El lenguaje formal, ortodoxo, no es su cómplice, embargo el exceso de anglicismos, la necesidad del glosario final, los diálogos mal diseñados o incómodos de leer, son superados y transformados en una información que se involucra con la trama que urde la novela y legitimados en el contexto de ella. Y esa es su grandeza como escritor. Oróstica le da mérito y solvencia a un estilo de escritura que no es fácil dárselo, que es víctima del desprestigio que otorga la academia, pero su frase corta, su profunda naturalidad en el uso de ese lenguaje y la configuración del personaje hecho fundamentalmente de expresiones consustanciales a él, hace de su texto una obra narrativa, y una obra narrativa de gran calidad.

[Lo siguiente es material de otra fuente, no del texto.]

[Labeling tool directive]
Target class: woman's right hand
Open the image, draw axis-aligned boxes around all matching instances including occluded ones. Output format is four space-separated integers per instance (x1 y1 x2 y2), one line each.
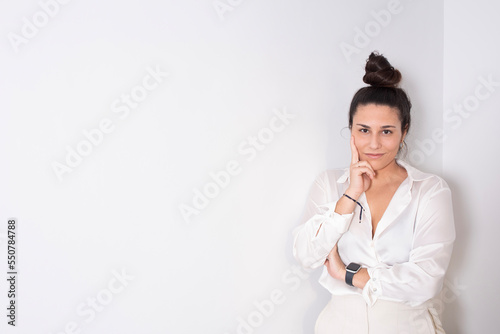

Hay que leer a Luis S. Oróstica sin prejuicios, cualquier lector de menos de 30 años lo disfrutará como la mejor lectura desde sus inicios, en un liceo, en clases de lenguaje, seguro se regurgitará con el placer mas profundo; para los mayores: hay que dejarse llevar por sus páginas, olvidarse, sacudirse prejuicios lingüísticos, norma y academia, y encontraremos una excelente novela corta, y ojalá la primera de muchos nuevos escritos. Felicitaciones también a Editorial Cathartes una publicación así va construyendo nuestra mejor literatura.